We must acknowledge that China has a strategic role to play in India’s growth. It is our largest trading partner: about 16 per cent of our imports, by value, came directly from China in FY16-17, with a little under 4 per cent of our exports going there. However, only 2.6 per cent of China’s exports in 2015 was destined for India and less than 1 per cent of imports were sourced from India. So, if India were to boycott Chinese goods as some ultra-nationalists have been suggesting, it will not make much difference to the world’s second largest economy. But it will hurt Indians — both traders and consumers.
China has been a source of affordable consumer products, both electrical and electronic, since the late nineties. Further, the boycott could hurt flagship programmes such as Digital India. India imports mobile phones and parts, personal computers including laptops, and populated circuit boards from China; the combined value of import of these items was about $7.8 billion in 2016-17. The import of telecom products from China alone came to $4.8 billion, that’s about 29 per cent of all import of telecom products, mostly mobile devices. The import of such items from China accelerated in April-May, 2017 — goods worth over $1.1 billion have already been imported. Other significant imports include solar and photovoltaic panels.

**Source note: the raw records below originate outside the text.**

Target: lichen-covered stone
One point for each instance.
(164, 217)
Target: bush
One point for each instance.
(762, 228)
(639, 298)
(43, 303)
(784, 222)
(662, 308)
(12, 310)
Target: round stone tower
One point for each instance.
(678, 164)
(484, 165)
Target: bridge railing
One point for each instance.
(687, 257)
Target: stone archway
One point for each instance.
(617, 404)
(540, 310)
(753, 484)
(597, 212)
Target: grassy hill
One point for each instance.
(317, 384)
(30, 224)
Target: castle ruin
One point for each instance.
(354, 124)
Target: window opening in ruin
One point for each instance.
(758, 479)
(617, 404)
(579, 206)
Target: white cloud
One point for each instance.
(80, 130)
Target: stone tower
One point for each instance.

The anti-China brigade wants Indian-made products to replace Chinese goods. But that’s easier said than done. Chinese companies had invested on massive capacity factories when it was seeking rapid economic growth driven by manufacturing. Those plants have the advantage of economies of scale that only a rare Indian factory can match. India is better off focusing on economic activities where it has an advantage over China rather than attempting ill-conceived boycotts.